Abstract 2956: Optimal PEGylation of an auristatin linker provides ADCs with improved pharmacological properties

As antibody-drug conjugates (ADCs) continue to emerge as an important therapeutic modality for the treatment of cancer, there is an increased effort to elucidate critical design parameters and devise improved linker technologies. The impact of drug-to-antibody ratio (DAR) on conjugate plasma pharmacokinetics (PK) is known to be an important attribute, and accelerated clearance induced by high levels of drug loading has served as a barrier to translating increased in vitro potency to in vivo xenografts. We have recently demonstrated that the incorporation of a discrete PEG24 unit into an auristatin drug-linker can greatly diminish the impact of drug loading on ADC PK. In an effort to optimize the antibody-mediated delivery of monomethylauristatin E (MMAE) as a homogeneous DAR 8 conjugate, we prepared a series of MMAE linkers using PEG units of varying lengths to identify constructs that preserve antibody PK properties and provide enhanced in vivo activity. The extent of PEGylation and linker chemistry was found to impact conjugate PK properties, biodistribution, antitumor activity, and tolerability. From that effort, a cleavable MMAE linker incorporating the glucuronide-based trigger, a self-stabilizing maleimide, and 12 PEG units emerged as the optimal design. ADCs prepared with this linker have now undergone further preclinical characterization in activity and toxicology models in which they have demonstrated an increase in therapeutic index relative to other MMAE-based ADCs.

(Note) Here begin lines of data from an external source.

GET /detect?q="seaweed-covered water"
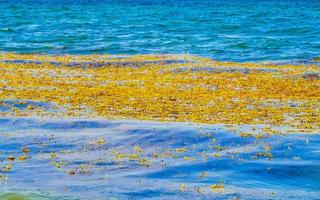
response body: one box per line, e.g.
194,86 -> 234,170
0,0 -> 320,61
0,118 -> 320,199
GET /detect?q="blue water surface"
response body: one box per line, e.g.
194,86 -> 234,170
0,0 -> 320,61
0,118 -> 320,200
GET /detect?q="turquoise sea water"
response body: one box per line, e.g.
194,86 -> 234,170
0,0 -> 320,61
0,0 -> 320,200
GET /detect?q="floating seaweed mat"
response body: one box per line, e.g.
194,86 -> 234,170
0,53 -> 320,133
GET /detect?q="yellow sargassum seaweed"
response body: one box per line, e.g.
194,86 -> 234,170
0,53 -> 320,132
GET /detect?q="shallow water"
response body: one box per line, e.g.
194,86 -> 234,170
0,0 -> 320,61
0,118 -> 320,199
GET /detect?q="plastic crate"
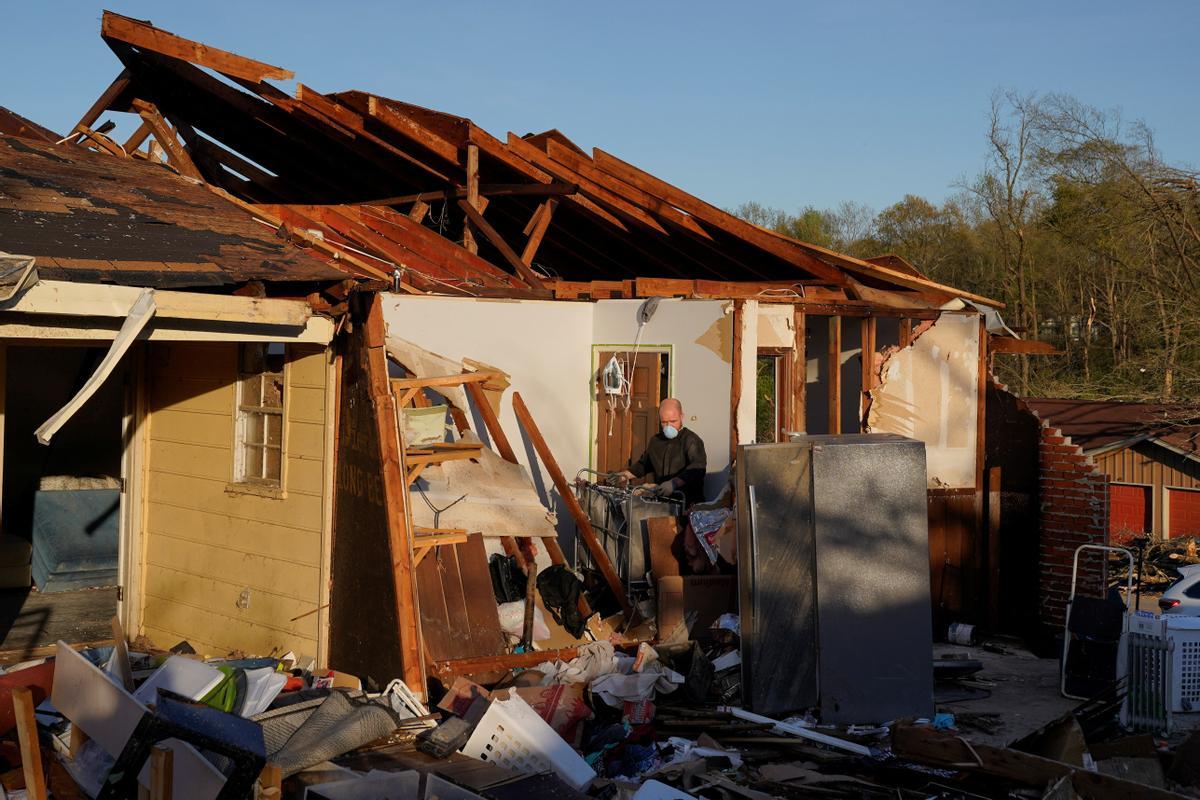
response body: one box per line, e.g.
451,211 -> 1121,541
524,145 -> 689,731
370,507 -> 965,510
1163,614 -> 1200,711
462,692 -> 596,790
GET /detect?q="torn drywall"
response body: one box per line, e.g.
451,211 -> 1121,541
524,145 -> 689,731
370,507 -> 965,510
866,313 -> 979,488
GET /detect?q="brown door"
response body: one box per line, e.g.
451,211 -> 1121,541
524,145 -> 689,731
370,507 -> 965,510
593,350 -> 664,473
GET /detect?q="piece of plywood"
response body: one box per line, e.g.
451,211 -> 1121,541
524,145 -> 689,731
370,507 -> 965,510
50,642 -> 224,800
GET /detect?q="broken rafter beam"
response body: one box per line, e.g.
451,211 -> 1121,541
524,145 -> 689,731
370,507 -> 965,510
100,11 -> 295,82
367,95 -> 460,164
458,200 -> 546,289
521,198 -> 558,266
67,68 -> 131,143
133,100 -> 204,180
354,182 -> 580,205
592,149 -> 846,285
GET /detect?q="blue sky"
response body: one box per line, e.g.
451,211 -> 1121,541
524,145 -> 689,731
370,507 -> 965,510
0,0 -> 1200,211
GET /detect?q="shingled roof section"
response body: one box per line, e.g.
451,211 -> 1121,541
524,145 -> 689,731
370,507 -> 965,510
1024,397 -> 1200,453
0,136 -> 348,289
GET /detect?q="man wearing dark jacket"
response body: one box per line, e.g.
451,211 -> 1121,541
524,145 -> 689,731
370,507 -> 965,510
622,397 -> 708,505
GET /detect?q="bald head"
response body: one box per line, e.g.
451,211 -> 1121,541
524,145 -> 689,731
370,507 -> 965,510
659,397 -> 683,431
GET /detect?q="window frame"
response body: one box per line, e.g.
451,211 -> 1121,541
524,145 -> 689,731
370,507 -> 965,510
228,342 -> 290,497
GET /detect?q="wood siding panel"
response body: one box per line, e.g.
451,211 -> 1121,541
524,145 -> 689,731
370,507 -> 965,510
1096,443 -> 1200,539
142,343 -> 330,655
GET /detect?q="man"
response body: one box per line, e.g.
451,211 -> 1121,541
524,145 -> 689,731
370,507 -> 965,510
620,397 -> 708,505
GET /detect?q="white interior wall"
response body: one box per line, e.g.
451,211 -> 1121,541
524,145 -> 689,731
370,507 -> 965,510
588,299 -> 729,498
868,313 -> 979,488
383,294 -> 594,549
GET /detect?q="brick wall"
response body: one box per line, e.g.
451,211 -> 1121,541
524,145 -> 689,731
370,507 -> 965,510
996,383 -> 1109,630
1031,411 -> 1109,627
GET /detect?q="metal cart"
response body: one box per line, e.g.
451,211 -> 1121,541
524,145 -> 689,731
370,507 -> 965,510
575,468 -> 684,595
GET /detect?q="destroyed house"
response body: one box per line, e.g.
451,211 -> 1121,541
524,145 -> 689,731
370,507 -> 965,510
0,13 -> 1089,687
0,136 -> 352,660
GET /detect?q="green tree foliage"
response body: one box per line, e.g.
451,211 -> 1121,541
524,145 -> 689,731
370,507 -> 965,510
734,92 -> 1200,403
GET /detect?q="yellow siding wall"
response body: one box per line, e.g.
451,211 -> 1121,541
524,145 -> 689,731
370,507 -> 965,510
142,343 -> 332,656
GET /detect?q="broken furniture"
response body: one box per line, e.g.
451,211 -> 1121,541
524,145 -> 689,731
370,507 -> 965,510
737,434 -> 934,722
96,692 -> 266,800
1060,545 -> 1134,700
575,468 -> 683,594
32,488 -> 121,593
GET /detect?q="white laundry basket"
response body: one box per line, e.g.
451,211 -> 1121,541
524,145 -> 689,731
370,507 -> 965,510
462,692 -> 596,790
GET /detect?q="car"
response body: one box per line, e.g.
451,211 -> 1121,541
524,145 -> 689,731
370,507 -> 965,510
1158,564 -> 1200,616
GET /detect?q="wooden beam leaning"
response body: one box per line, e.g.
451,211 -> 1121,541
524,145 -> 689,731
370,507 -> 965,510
12,686 -> 46,800
458,200 -> 546,289
354,181 -> 580,205
826,317 -> 841,433
100,11 -> 295,80
593,150 -> 846,285
462,144 -> 479,253
67,68 -> 132,144
546,139 -> 713,240
512,392 -> 634,616
367,95 -> 460,164
365,295 -> 425,691
133,100 -> 206,182
792,306 -> 809,432
521,198 -> 558,266
466,380 -> 517,464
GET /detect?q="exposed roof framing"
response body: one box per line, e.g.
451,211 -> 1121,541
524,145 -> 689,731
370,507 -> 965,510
37,12 -> 998,308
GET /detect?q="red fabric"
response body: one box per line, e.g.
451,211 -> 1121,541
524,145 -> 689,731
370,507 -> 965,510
1166,489 -> 1200,537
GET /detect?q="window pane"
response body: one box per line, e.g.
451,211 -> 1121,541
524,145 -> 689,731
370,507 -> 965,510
238,344 -> 264,375
263,447 -> 283,481
246,413 -> 265,445
263,414 -> 283,447
241,374 -> 263,405
755,355 -> 779,443
244,445 -> 265,480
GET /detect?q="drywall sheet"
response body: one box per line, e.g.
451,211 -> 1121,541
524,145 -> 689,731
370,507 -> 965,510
868,313 -> 979,488
410,438 -> 557,536
590,300 -> 729,498
383,295 -> 594,546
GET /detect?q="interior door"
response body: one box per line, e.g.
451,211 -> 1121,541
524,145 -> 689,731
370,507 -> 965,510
593,350 -> 665,473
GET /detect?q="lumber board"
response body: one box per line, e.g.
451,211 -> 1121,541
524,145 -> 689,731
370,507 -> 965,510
367,95 -> 460,164
100,11 -> 295,80
592,149 -> 846,285
458,200 -> 546,289
521,198 -> 558,265
892,724 -> 1184,800
512,392 -> 634,618
67,67 -> 132,143
826,317 -> 841,434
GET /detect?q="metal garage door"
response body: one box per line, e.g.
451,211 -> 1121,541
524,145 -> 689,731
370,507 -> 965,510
1109,483 -> 1153,534
1166,488 -> 1200,536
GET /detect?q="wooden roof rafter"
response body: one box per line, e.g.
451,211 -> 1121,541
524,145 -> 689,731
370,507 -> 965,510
100,11 -> 295,82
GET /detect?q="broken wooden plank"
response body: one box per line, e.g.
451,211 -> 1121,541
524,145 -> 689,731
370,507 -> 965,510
458,200 -> 546,289
521,198 -> 558,266
12,686 -> 46,800
512,392 -> 634,616
133,100 -> 204,180
462,144 -> 480,253
826,317 -> 841,434
67,68 -> 131,143
100,11 -> 295,82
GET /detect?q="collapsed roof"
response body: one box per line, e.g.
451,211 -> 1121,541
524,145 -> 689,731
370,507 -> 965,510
21,12 -> 1000,308
0,136 -> 348,289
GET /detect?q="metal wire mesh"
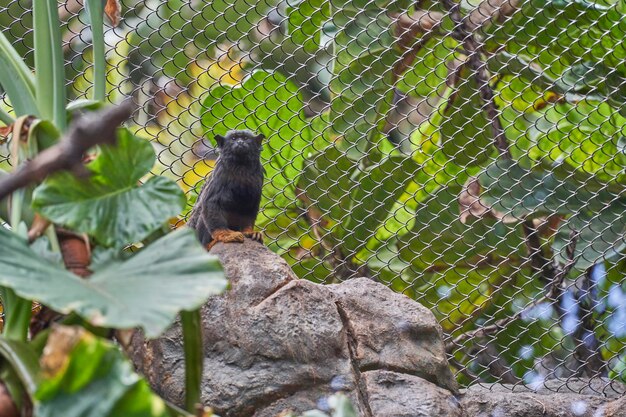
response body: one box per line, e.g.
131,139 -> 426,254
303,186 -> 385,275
0,0 -> 626,392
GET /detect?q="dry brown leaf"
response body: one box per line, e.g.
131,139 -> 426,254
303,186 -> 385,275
0,123 -> 13,144
40,326 -> 86,378
459,177 -> 521,224
104,0 -> 122,27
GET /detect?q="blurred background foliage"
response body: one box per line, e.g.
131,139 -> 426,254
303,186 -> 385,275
0,0 -> 626,383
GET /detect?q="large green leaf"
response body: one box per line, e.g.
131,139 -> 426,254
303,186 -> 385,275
397,36 -> 457,97
202,71 -> 314,223
33,129 -> 185,248
0,32 -> 39,116
399,185 -> 524,270
479,160 -> 613,220
341,156 -> 420,254
440,66 -> 493,166
298,145 -> 359,228
0,337 -> 39,395
33,0 -> 67,132
35,327 -> 183,417
0,228 -> 226,337
527,101 -> 626,183
330,10 -> 399,159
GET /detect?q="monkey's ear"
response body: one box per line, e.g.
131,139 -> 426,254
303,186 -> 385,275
215,135 -> 226,148
254,133 -> 265,146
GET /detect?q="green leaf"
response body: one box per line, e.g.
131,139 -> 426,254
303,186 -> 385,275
478,160 -> 598,220
35,327 -> 179,417
330,10 -> 399,160
33,129 -> 185,248
298,145 -> 358,226
552,198 -> 626,271
85,0 -> 107,101
397,36 -> 457,98
0,32 -> 39,117
0,228 -> 226,337
287,0 -> 331,54
341,156 -> 420,254
332,0 -> 411,16
399,185 -> 525,270
202,71 -> 315,224
556,61 -> 607,93
0,336 -> 39,395
33,0 -> 66,132
180,310 -> 204,412
440,66 -> 493,166
28,119 -> 61,152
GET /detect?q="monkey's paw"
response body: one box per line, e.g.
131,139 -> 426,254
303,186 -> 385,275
243,230 -> 263,243
206,230 -> 243,250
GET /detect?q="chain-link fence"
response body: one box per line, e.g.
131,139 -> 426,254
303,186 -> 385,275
0,0 -> 626,392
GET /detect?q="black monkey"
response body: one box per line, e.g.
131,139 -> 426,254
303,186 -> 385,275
188,130 -> 265,249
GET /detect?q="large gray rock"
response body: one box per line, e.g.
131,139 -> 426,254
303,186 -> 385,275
129,240 -> 458,417
128,240 -> 626,417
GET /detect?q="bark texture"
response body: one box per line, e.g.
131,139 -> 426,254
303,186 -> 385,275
128,239 -> 624,417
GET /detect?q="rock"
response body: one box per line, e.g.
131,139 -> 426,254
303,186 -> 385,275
127,240 -> 626,417
129,240 -> 457,417
363,371 -> 462,417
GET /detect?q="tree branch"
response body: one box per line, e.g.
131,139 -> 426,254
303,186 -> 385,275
443,0 -> 511,159
0,101 -> 134,201
446,232 -> 578,352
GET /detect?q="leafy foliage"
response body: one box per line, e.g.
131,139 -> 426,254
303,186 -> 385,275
33,130 -> 185,249
35,327 -> 175,417
0,228 -> 226,337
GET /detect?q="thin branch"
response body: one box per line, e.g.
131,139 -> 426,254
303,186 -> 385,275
393,10 -> 444,81
522,219 -> 556,282
446,232 -> 578,352
0,101 -> 134,201
574,266 -> 605,378
465,0 -> 521,33
443,0 -> 511,159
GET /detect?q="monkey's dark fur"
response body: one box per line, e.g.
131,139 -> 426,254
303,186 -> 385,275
187,130 -> 264,249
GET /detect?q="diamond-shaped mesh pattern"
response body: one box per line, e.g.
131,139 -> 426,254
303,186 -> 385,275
0,0 -> 626,391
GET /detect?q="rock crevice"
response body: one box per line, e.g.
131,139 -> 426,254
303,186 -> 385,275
128,240 -> 624,417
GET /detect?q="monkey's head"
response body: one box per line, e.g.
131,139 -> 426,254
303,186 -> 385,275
215,130 -> 265,160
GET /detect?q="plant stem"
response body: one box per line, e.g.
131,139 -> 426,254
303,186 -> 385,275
85,0 -> 106,101
0,32 -> 39,116
180,310 -> 203,413
33,0 -> 67,132
0,108 -> 15,126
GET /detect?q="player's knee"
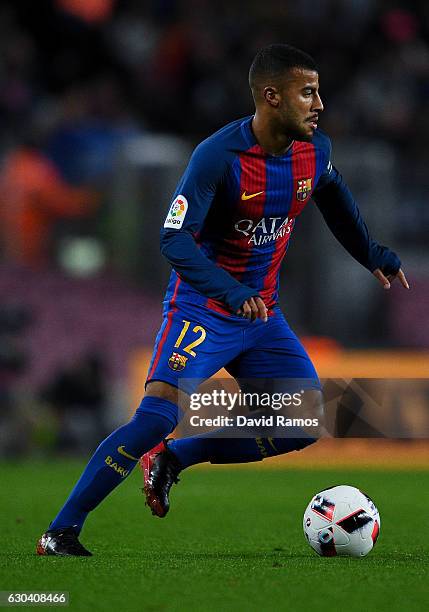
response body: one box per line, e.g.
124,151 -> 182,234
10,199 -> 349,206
144,380 -> 179,404
132,395 -> 180,439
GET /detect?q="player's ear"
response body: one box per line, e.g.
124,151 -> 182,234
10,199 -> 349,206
264,85 -> 280,108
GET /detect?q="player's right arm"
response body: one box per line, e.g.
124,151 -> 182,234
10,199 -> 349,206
161,140 -> 259,318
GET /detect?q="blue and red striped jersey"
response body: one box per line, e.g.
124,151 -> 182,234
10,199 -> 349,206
161,117 -> 399,314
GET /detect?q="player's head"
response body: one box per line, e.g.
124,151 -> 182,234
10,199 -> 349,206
249,44 -> 323,140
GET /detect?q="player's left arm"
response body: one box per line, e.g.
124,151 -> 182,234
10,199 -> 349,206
313,139 -> 410,289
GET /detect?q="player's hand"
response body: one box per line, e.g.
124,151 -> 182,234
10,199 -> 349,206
373,268 -> 410,289
237,296 -> 268,323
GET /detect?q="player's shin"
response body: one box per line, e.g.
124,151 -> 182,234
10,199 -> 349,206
49,397 -> 178,533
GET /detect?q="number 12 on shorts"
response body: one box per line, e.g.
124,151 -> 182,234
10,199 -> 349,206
174,319 -> 207,357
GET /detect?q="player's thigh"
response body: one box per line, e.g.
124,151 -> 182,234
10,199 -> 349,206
146,305 -> 243,399
228,311 -> 320,388
226,313 -> 323,436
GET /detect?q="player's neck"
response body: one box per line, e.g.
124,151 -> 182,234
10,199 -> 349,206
252,111 -> 293,155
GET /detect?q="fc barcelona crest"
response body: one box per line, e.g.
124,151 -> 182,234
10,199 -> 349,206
296,178 -> 311,202
168,353 -> 188,372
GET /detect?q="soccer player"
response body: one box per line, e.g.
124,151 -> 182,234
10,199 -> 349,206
37,44 -> 408,556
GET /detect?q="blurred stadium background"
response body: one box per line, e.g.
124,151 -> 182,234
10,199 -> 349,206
0,0 -> 429,465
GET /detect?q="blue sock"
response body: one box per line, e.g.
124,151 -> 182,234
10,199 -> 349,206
49,397 -> 178,533
168,432 -> 316,469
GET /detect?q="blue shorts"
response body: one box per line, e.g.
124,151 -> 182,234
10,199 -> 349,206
146,303 -> 320,393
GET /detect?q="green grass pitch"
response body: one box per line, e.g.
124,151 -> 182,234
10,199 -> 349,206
0,460 -> 429,612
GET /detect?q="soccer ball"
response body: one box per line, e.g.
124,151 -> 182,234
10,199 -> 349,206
304,485 -> 380,557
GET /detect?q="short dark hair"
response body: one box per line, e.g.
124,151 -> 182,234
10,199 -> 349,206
249,43 -> 318,90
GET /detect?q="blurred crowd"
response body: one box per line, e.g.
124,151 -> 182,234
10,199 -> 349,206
0,0 -> 429,263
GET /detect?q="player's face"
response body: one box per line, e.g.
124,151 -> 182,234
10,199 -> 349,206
278,68 -> 323,141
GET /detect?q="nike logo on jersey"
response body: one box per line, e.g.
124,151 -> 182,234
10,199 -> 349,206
118,445 -> 139,461
241,191 -> 264,200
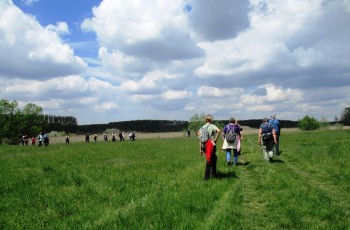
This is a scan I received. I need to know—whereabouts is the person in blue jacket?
[269,115,281,155]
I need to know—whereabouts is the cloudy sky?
[0,0,350,124]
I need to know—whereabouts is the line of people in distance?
[20,132,50,147]
[198,115,281,180]
[85,131,136,143]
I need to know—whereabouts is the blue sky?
[0,0,350,124]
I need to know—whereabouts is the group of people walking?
[198,115,281,180]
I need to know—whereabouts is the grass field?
[0,130,350,229]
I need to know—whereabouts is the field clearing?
[50,126,350,144]
[0,129,350,230]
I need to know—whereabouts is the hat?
[205,114,214,121]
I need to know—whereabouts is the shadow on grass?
[272,158,284,164]
[237,161,250,166]
[215,171,239,179]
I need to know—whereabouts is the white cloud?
[82,0,203,61]
[120,71,175,94]
[21,0,39,6]
[0,1,87,79]
[45,22,69,35]
[0,0,350,123]
[163,90,192,101]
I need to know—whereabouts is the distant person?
[198,115,221,180]
[38,133,43,147]
[258,118,277,163]
[24,134,29,145]
[103,132,108,141]
[235,119,243,155]
[43,133,50,146]
[222,117,242,165]
[85,133,90,143]
[94,133,97,143]
[118,131,123,141]
[129,132,136,141]
[269,115,281,156]
[21,135,24,146]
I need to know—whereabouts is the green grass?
[0,130,350,229]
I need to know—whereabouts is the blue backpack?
[261,124,273,141]
[269,119,280,133]
[198,124,211,143]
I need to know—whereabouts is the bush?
[298,115,321,131]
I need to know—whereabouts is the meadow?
[0,130,350,229]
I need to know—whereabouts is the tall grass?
[0,130,350,229]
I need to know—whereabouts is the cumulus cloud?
[195,0,350,88]
[0,0,350,123]
[82,0,204,61]
[0,1,87,79]
[45,22,69,35]
[187,0,250,41]
[120,71,175,94]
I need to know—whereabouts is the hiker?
[258,118,277,163]
[103,132,108,142]
[118,131,123,141]
[43,132,50,146]
[222,117,243,165]
[85,133,90,143]
[38,133,43,147]
[198,115,221,180]
[269,115,281,156]
[235,119,243,155]
[129,132,136,141]
[94,133,97,143]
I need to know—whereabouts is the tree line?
[0,99,350,144]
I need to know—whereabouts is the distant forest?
[71,119,298,134]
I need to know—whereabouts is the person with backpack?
[269,115,281,156]
[222,117,243,165]
[38,133,43,147]
[198,115,221,180]
[258,118,277,163]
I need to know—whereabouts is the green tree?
[340,107,350,125]
[0,99,45,144]
[187,113,224,134]
[0,99,20,143]
[298,115,321,131]
[188,113,205,134]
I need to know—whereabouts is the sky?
[0,0,350,125]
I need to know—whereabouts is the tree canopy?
[0,99,45,144]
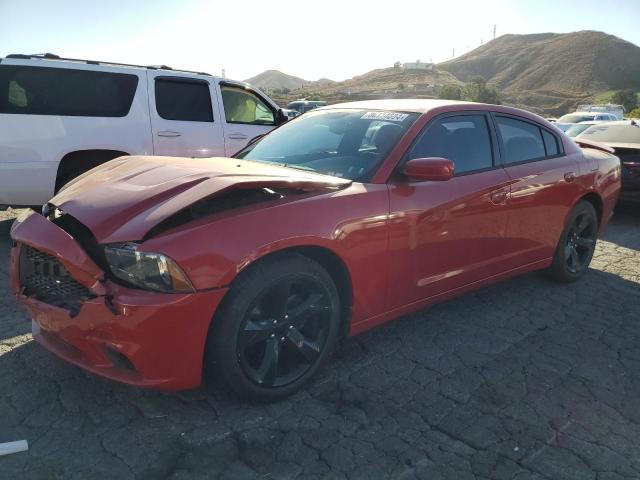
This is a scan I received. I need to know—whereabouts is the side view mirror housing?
[276,108,289,126]
[402,157,455,182]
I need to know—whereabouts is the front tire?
[548,200,598,282]
[205,253,340,402]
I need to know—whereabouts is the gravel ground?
[0,210,640,480]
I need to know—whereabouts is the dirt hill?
[272,67,461,105]
[247,31,640,115]
[245,70,312,90]
[437,31,640,113]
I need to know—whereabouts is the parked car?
[282,108,300,120]
[554,112,618,132]
[564,121,600,138]
[0,54,286,206]
[11,100,620,400]
[576,120,640,203]
[287,100,327,115]
[577,103,624,120]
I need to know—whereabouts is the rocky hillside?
[438,31,640,113]
[247,31,640,115]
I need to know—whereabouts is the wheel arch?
[226,244,354,336]
[572,191,604,228]
[54,148,129,192]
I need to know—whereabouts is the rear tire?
[547,200,598,282]
[205,253,341,402]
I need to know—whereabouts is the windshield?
[564,123,593,137]
[236,109,418,182]
[558,113,596,123]
[578,122,640,144]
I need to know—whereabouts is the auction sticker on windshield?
[361,112,409,122]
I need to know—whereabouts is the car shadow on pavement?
[0,270,640,479]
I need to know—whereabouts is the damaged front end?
[11,209,226,390]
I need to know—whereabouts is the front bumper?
[11,212,226,390]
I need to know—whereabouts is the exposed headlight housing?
[104,243,195,293]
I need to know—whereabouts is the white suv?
[0,54,287,206]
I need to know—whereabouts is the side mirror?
[276,108,289,126]
[402,157,454,182]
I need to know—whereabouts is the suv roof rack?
[5,53,212,77]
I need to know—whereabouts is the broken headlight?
[104,243,194,292]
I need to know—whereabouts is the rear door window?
[0,65,138,117]
[156,77,213,122]
[408,114,493,175]
[220,85,275,125]
[496,116,544,165]
[542,129,560,157]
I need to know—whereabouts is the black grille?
[20,245,94,312]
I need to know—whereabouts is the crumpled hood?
[50,156,351,243]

Citation Format: Patrick J. Burke, Joseph Z. Hamilton, Scott C. Jeffrey, Joshua H. Hunter, Julia H. Cochran, Nagendra Chemuturi, Martha E. Anderson, Peter D. Senter, Robert P. Lyon. Optimal PEGylation of an auristatin linker provides ADCs with improved pharmacological properties. [abstract]. In: Proceedings of the 107th Annual Meeting of the American Association for Cancer Research; 2016 Apr 16-20; New Orleans, LA. Philadelphia (PA): AACR; Cancer Res 2016;76(14 Suppl):Abstract nr 2956.